Apple iCloud’s starts air war with Google

Apple iCloud’s starts air war with Google

Rick Merritt

6/6/2011 7:33 PM EDT

With iCloud, Apple and Google have met in the middle for what will be quite a battle for the hearts and minds of the technorati.

SAN JOSE, Calif. – Once again Apple has taken something most of its competitors are doing, polished the customer value part of it and come out looking like a pioneer.

So it goes with the iCloud service that brings Apple into closer competition with many services Google and others have been offering for some time. Apple’s move follows announcements months ago by traditional rivals such Dell and Hewlett-Packard that are spending big bucks on their own cloud services and Intel which has been helping others launch cloud services as a way to cement customer relationships and lock users into the x86.

The contrast between Apple and Google in cloud is interesting.

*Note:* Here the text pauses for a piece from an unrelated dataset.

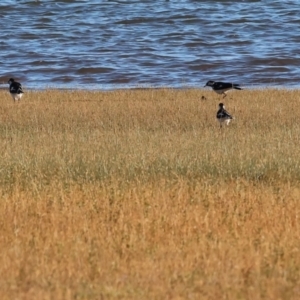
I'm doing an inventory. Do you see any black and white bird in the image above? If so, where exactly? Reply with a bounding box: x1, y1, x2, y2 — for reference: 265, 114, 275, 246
7, 78, 24, 101
217, 103, 233, 127
204, 80, 242, 98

Apple remains a device company edging into a growing business in online services. Google is just the opposite. Now the two have essentially met in the middle for what will be quite a battle for the hearts and minds of the technorati.

While Dell and HP have announced generic plans to build big clouds, Apple has shown them a way to do it that really helps end users.

Apple has defined a half a dozen solid iCloud services, some of them simply reborn of Apple’s failed MobileMe service. Others are fresh and thoughtful—the new iTunes Match service for example, that automates the process of getting all your music from any service in one repository. That’s something that users have needed for a looooong time.

Apple’s storage, backup and other music and e-book services are the sorts of things others are already doing or ought to be doing—making all content available on all registered devices from one service. Duh—that’s sort of what Web services are supposed to be about.

It’s a tribute to Apple’s focus on customer value they saw such unmet needs as simply notifying all your devices when new photos are available on any of them. It’s also an indictment of the rest of the industry that it has not delivered such simple things widely.

It makes sense now that Apple really wants to drive into offering online services it should bake online capabilities deeply into the gadgets that represent its main business. After all, Apple is the poster boy for vertical integration these days.

So it should be no surprise, Apple will bury the roots of its new messaging and news subscription services in to the bowels of iOS. That would give the fledgling services a hand getting in front of users and providing capabilities a more open alternative could not provide. This is a form of customer lock in at its best—and worst—and is typical of Apple’s closed model.

It will be interesting to see if either Apple or Google move on to cloud-based movie services. The Ultraviolet technology developed in conjunction with movie studios is ready to start forming the basis of such online services. Google is more culturally likely than Apple to reach out to someone else’s digital rights management technology.

Apple is going deep into Web services at a time when Google is increasing its hardware footprint. Not only have Google Android smartphones emerged as the leading competitors to Apple iOS, Google Chromebooks now directly compete with Apple MacBooks.

This is classic Mac versus Windows. Apple has an edge in controlling the design of its products from A5 microprocessors to Web services. Google can leverage a bazillion open source developers and OEMs to deliver its products, but it must heard those cats who will inevitably produce less than optimal work–but much more of it.

History shows good enough and lower cost usually win. Thus the Wintel PC. So I give Google a big edge here as the long term winner.

The Internet search giant is not shaking in its boots over iCloud. Apple’s comment that it spent $500 million in one new data center to help launch these products is laughable. Dell committed to spending a billion on its cloud plans this year.

These amounts are drops in a barrel compared to what Google has spent with reportedly as many as a million servers in distributed data centers humming all around the world for years now.

Welcome to cloud computing Apple. It’s going to be one heck of a show.